The objective of the Behavioral Cloning project is to apply Deep Learning techniques to effectively teach a car to drive autonomously in a simulated driving track. The simulator includes both training and autonomous modes, and two tracks on which the car can be driven. Data be collected from both training tracks which comprises a simple track and a more challenging track which includes hills, tight turns, and other features not included in the simple track. I will refer to the simple track as the "Training track" and the second more challenging track as the "Challenging Track"
Data is genereated whilst In training mode, user generated driving data is collected in the form of simulated car dashboard camera images and control data (steering angle, throttle, brake, speed). Using the Keras deep learning framework, a convolutional neural network (CNN) model is produced using the collected driving data (see model.py) and saved as model.json (with CNN weights saved as model.h5).

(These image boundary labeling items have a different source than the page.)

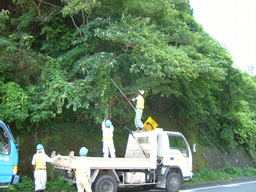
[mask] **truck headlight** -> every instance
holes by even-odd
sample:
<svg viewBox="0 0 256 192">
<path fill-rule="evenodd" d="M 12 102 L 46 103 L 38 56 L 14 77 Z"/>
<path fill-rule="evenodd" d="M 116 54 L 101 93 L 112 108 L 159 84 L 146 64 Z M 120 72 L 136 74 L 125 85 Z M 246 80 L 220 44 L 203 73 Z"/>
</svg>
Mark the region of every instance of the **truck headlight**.
<svg viewBox="0 0 256 192">
<path fill-rule="evenodd" d="M 12 174 L 13 175 L 16 175 L 17 171 L 18 171 L 18 166 L 13 166 L 13 167 L 12 168 Z"/>
</svg>

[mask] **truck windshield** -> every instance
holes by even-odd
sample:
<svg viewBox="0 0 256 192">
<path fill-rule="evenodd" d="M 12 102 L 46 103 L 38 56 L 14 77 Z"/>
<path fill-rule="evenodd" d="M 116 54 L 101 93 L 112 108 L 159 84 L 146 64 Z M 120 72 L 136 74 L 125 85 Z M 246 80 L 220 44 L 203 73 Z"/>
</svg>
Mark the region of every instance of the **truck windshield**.
<svg viewBox="0 0 256 192">
<path fill-rule="evenodd" d="M 9 138 L 7 134 L 0 126 L 0 154 L 2 155 L 9 154 Z"/>
<path fill-rule="evenodd" d="M 179 150 L 184 157 L 188 157 L 187 145 L 182 137 L 169 135 L 169 143 L 170 149 Z"/>
</svg>

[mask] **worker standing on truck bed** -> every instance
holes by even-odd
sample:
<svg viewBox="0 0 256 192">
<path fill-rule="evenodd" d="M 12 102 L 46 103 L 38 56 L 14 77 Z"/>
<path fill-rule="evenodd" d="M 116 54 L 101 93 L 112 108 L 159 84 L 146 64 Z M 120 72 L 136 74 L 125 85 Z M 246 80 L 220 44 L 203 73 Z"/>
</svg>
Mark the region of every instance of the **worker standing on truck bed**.
<svg viewBox="0 0 256 192">
<path fill-rule="evenodd" d="M 107 120 L 105 117 L 103 122 L 101 123 L 101 129 L 102 129 L 102 141 L 103 147 L 102 152 L 104 157 L 108 157 L 109 153 L 111 157 L 116 157 L 114 142 L 113 141 L 113 132 L 114 132 L 114 127 L 110 120 Z"/>
<path fill-rule="evenodd" d="M 36 145 L 36 154 L 33 156 L 32 165 L 35 167 L 35 191 L 44 191 L 45 189 L 47 180 L 46 162 L 52 162 L 59 158 L 60 155 L 51 158 L 45 154 L 43 145 L 38 144 Z"/>
<path fill-rule="evenodd" d="M 91 170 L 87 159 L 88 150 L 83 147 L 80 148 L 79 154 L 81 157 L 76 161 L 76 177 L 77 192 L 92 192 L 90 182 L 91 180 Z"/>
<path fill-rule="evenodd" d="M 133 101 L 137 101 L 134 119 L 134 124 L 136 127 L 137 128 L 137 132 L 140 131 L 140 129 L 141 129 L 141 131 L 146 131 L 143 124 L 141 122 L 142 113 L 143 113 L 144 109 L 144 98 L 142 95 L 144 94 L 144 90 L 139 90 L 138 92 L 138 97 L 132 99 Z"/>
</svg>

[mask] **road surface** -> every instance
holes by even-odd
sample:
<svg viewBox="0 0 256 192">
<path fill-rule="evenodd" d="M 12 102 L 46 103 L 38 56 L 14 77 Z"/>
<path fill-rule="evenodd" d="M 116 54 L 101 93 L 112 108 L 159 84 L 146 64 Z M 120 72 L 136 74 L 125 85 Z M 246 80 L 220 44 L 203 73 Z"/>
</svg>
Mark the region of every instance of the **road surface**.
<svg viewBox="0 0 256 192">
<path fill-rule="evenodd" d="M 141 188 L 118 189 L 118 192 L 165 192 L 164 189 Z M 256 177 L 196 184 L 184 184 L 179 192 L 248 192 L 256 191 Z"/>
</svg>

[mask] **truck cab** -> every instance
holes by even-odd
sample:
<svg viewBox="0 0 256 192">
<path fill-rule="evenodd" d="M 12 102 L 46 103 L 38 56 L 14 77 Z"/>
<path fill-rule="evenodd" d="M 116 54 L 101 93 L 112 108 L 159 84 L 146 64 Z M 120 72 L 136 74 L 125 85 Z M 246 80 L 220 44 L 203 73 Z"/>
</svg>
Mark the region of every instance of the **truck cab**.
<svg viewBox="0 0 256 192">
<path fill-rule="evenodd" d="M 16 141 L 8 127 L 0 120 L 0 188 L 17 184 L 19 138 Z"/>
<path fill-rule="evenodd" d="M 87 157 L 92 191 L 116 192 L 118 188 L 143 186 L 146 189 L 158 188 L 177 192 L 182 181 L 192 177 L 192 153 L 180 132 L 162 128 L 134 132 L 124 127 L 130 132 L 124 157 Z M 195 145 L 193 150 L 195 152 Z M 56 157 L 56 152 L 51 157 Z M 51 164 L 53 168 L 65 170 L 67 177 L 63 179 L 74 184 L 74 159 L 77 158 L 72 151 Z"/>
</svg>

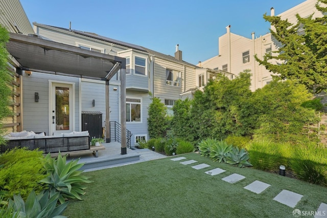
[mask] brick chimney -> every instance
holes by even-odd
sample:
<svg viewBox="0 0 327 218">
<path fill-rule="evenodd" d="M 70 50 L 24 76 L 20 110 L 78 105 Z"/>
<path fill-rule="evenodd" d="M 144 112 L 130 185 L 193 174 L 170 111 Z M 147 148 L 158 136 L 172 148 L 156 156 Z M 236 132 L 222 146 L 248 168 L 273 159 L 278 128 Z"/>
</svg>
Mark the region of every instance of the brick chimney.
<svg viewBox="0 0 327 218">
<path fill-rule="evenodd" d="M 175 58 L 178 60 L 182 60 L 182 51 L 178 50 L 178 44 L 176 46 L 176 52 L 175 52 Z"/>
</svg>

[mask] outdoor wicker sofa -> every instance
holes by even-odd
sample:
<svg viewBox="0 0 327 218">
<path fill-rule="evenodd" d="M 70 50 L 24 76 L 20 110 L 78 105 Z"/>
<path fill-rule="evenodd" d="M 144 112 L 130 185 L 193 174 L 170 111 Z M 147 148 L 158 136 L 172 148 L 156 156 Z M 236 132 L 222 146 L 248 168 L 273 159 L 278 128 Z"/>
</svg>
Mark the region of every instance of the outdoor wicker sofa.
<svg viewBox="0 0 327 218">
<path fill-rule="evenodd" d="M 12 137 L 11 136 L 13 135 L 12 133 L 11 135 L 5 137 L 7 139 L 7 144 L 0 145 L 0 152 L 4 153 L 15 147 L 26 147 L 29 150 L 38 148 L 43 154 L 69 152 L 90 149 L 90 137 L 88 132 L 86 131 L 74 132 L 57 136 L 45 136 L 44 133 L 39 134 L 35 134 L 33 132 L 28 133 L 30 133 L 25 134 L 27 135 L 25 136 L 15 137 L 19 136 L 16 134 Z"/>
</svg>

Using the saved model, drive.py (provided by Udacity, but amended slightly to ensure compatibility with the CNN model and to fine tune controls) starts up a local server to control the simulator in autonomous mode. The command to run the server is python drive.py model.json; the model weights are retrieved using the same name but with the extension .h5 (i.e. model.h5).
The challenge of this project is not only developing a CNN model that is able to drive the car around the test track without leaving the track boundary, but also feeding training data to the CNN in a way that allows the model to generalize well enough to drive in an environment it has not yet encountered (i.e. the challenge track).
To ensure a successful deep learning model data collection is key to a better performing model. During generation of the data on the Training Track, I tool the following approach:
- The car was driven in the center of the road as much as possible
- When the car veered off to the side, it recovered back to the center
- I generated more data by driving counter-clockwise to help the model generalize better
- Augmenting the data by flipping the images
- Collecting data from the Challenging Track to help the model generalize better
The simulator produces a csv file which includes file paths for each of these images, along with the associated steering angle, throttle, brake, and speed for each frame. My algorithm loads the file paths for all three camera views for each frame, along with the angle (adjusted by +0.15 for the left frame and -0.15 for the right), into two numpy arrays image_paths and angles.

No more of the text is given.